No, you're quite right, I was wrong. I must have been very confused when I
put up the first 'bug' report, #886. I noticed my error a couple of days
after and put up a comment to that effect on R-bugs, but it seems to have
vanished (or alternatively I did that wrong as well). I agree with you on
the criterion for the choice of districts as well. There remains a minuscule
discrepancy between the Mosteller and Tukey description and the Princeton
one, in that M&T say that the 4th variable is the % of the population with
education beyond primary school, whereas the Princeton source says it's the
percentage of 'draftees' with this level of education; given the date, the
differences between male and female education levels at the time, and the
(presumed) fact that the 'draftees' are all male, this might make a
difference to interpretation, I suppose.

It did occur to me to wonder why Mosteller and Tukey chose these particular
variables out of all those given in the source...


Kevin McConway
Department of Statistics
The Open University
> Hardly crucial, but I've come upon a potential error in the documentation
> of the 'swiss' datafram in the R base package.
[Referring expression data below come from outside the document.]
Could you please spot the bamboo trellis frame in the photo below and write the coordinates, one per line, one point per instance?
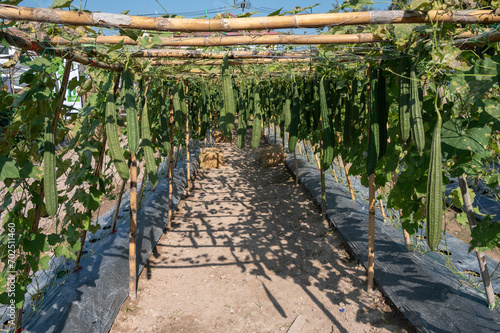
(182, 53)
(229, 41)
(230, 62)
(17, 13)
(27, 44)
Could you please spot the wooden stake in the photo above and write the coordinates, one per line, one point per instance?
(323, 185)
(305, 149)
(132, 252)
(188, 157)
(274, 130)
(66, 17)
(171, 164)
(296, 169)
(317, 161)
(346, 170)
(298, 147)
(371, 231)
(141, 191)
(481, 259)
(61, 97)
(381, 203)
(118, 203)
(334, 173)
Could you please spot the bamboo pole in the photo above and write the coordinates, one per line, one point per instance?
(296, 169)
(334, 173)
(188, 157)
(349, 183)
(371, 231)
(171, 163)
(62, 95)
(17, 13)
(317, 161)
(229, 62)
(305, 149)
(233, 40)
(141, 191)
(381, 203)
(27, 269)
(193, 54)
(132, 252)
(118, 204)
(490, 295)
(323, 185)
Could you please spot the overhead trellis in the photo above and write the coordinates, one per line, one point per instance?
(339, 100)
(248, 23)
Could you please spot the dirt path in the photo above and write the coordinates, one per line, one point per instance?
(249, 252)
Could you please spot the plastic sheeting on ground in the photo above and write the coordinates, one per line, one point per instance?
(89, 299)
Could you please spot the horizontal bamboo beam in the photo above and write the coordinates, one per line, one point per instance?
(41, 48)
(227, 41)
(478, 40)
(180, 53)
(109, 20)
(230, 62)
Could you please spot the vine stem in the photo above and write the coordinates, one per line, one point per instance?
(371, 231)
(171, 163)
(132, 291)
(38, 208)
(188, 156)
(97, 173)
(481, 258)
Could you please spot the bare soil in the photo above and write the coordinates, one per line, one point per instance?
(250, 252)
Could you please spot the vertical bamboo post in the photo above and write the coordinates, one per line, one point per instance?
(188, 157)
(406, 235)
(317, 161)
(334, 173)
(298, 147)
(171, 163)
(381, 203)
(305, 149)
(296, 168)
(274, 131)
(141, 191)
(11, 79)
(490, 295)
(178, 151)
(351, 190)
(323, 185)
(269, 127)
(371, 231)
(132, 282)
(118, 203)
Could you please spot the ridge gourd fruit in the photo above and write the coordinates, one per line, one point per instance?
(113, 141)
(49, 169)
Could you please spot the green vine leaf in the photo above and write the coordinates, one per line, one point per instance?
(486, 235)
(456, 195)
(459, 139)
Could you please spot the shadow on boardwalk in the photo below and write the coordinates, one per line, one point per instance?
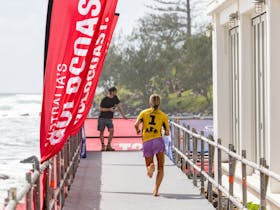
(118, 181)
The description accurately
> matches what is said in the Mosteller and Tukey source quoted, but
> according to the data archived at Princeton (links from
> http://opr.princeton.edu/archive/eufert/switz.html), the variable that
> Mosteller and Tukey report as infant mortality is actually the proportion
> of 'draftees' with education beyond primary school. Infant mortality is on
> the archived file, but the values are quite a lot different. Of course,
> it's possible that Mosteller and Tukey were right and the people who did
> the archiving at Princenton, later, got it wrong.
> It seems it is you that got it wrong! In the file sw1888.dat in their
> switz.zip, the variable
>  36 USCHOOL        321-330       3  Prop. draftees with > primary educ.
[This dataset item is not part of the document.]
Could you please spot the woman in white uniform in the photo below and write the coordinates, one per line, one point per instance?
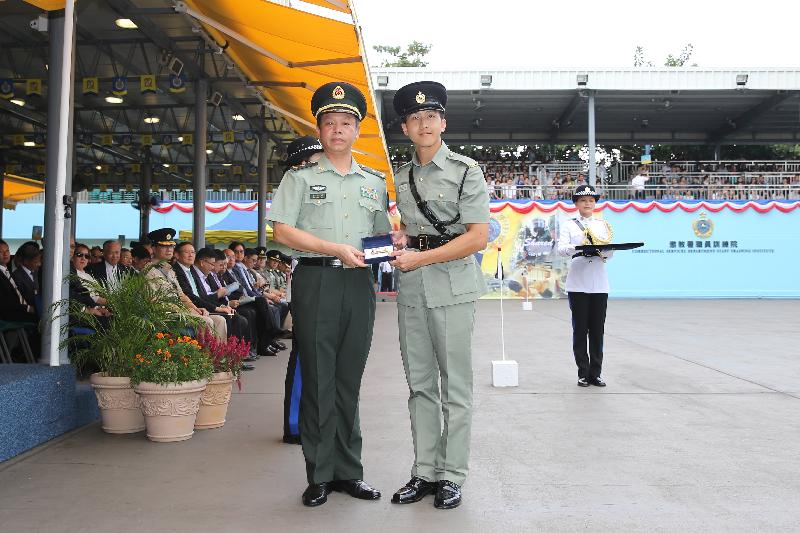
(587, 284)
> corresponds to `Education' and
>  22 INFMORT        181-190       3  Infant Mortality Rate
> corresponds to `Infant Mortality'.
> Apart from guessing factors of 10, the data correspond to the 47 districts
> with > 50% French speakers to the accuracy they are given.
> If you still disagree, can you please explain how you did this?  I used
> > read.fwf("sw1888.dat", widths=c(rep(10, 45),1,2,2,2,8,1,15)) ->sw0
> > ind <- sw0[, 27] > 50000
> > sw <- sw0[ind, ]
> > sw[, c(5, 12, 34, 36, 9, 22)-3]
> the first column in the file being variable 4.
> Thanks for the source: as from 1.3.0 I have added the district names.